I’m startled, but say, “Who are you?”

“This is not your life you’re looking at. It’s what you wanted before you died—-a husband and a daughter to love. You know what you have to do.”

“But I can’t. I thought he would love me after she was gone. But he just looked at me and started to cry for her. I wanted her life—-maybe that’s why she died. Maybe I really wanted her gone. And then one day I died because I couldn’t go on.”

“Yes, I know. You wanted your sister’s life. You didn’t kill her, but she did die, and yet even when she was gone, you couldn’t have it…and so you took your own life. You wonder which is the greater sin.”

“Yes.”

“That is what you must do.”

“I don’t understand.”

“You must not see it as a sin.”

“That isn’t possible.”

“If God sees no sin, why can’t you?”

The voice is right, and yet I’m afraid. I am here because I desired, and when I could not have what I desired, I thought life was not worth living.

I was wrong, but can I forgive the one who needs forgiving?

“To forgive what does not need forgiving,” the voice said.

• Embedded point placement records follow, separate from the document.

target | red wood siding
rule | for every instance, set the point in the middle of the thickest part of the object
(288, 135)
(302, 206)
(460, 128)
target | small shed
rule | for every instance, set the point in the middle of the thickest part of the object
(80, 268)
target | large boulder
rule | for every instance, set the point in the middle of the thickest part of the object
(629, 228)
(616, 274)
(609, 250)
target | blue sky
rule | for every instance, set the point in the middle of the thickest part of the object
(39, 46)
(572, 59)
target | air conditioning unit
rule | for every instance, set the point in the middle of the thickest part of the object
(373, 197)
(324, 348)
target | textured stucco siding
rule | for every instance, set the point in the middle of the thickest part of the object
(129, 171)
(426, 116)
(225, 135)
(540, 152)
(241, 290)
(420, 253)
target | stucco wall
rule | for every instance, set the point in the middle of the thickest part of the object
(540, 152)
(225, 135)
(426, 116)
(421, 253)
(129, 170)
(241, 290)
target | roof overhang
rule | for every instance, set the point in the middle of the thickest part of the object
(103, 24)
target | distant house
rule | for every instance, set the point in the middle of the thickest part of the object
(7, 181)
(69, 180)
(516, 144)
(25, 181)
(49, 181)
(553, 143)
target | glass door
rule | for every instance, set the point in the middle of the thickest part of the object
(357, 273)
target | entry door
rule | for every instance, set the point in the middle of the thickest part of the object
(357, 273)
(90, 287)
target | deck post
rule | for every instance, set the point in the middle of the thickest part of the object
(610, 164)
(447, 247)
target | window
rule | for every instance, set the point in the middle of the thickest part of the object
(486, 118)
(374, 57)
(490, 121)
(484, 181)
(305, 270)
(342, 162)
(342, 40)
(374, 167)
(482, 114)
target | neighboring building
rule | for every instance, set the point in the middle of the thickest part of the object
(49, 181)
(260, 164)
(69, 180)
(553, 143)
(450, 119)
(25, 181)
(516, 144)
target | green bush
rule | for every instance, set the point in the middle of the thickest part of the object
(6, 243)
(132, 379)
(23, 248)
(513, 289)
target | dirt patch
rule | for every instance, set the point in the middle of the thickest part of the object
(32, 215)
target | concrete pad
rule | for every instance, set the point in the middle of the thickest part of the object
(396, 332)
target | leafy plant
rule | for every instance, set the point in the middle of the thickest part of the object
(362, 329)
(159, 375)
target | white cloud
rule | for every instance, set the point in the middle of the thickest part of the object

I walk with them. They are patient, and that is what I need.


Author bio:

Diane's writing is inspired by her love of travel, adventure and the world at large. She recently spent time in Africa working with cheetahs to help educate people about this beautiful animal. In an earlier life she passed her wisdom along to 5th graders as an elementary school teacher. When she's not writing, she enjoys her new grandson, Bodhi. Her work has appeared or is forthcoming in All Things Girl, Clockwise Cat, Della Donna, Dog Versus Sandwich, Lucrezia, Mirror Dance, Sand, The Short Humour Site, Willows Wept Review, and Yellow Mama.

2 comments:

Anonymous said...

Hi Diane,
Dreamy travels in the veiled area. First I have read of your writing. I suppose you can weave tales for your grandbaby with ease.
Kathy (on line book club buddy)

Graeme said...

I loved "Street Ghosts." The straightforward simplicity of your words really captures not just the fact that the woman is dead, but that her thoughts are dead, too. Great!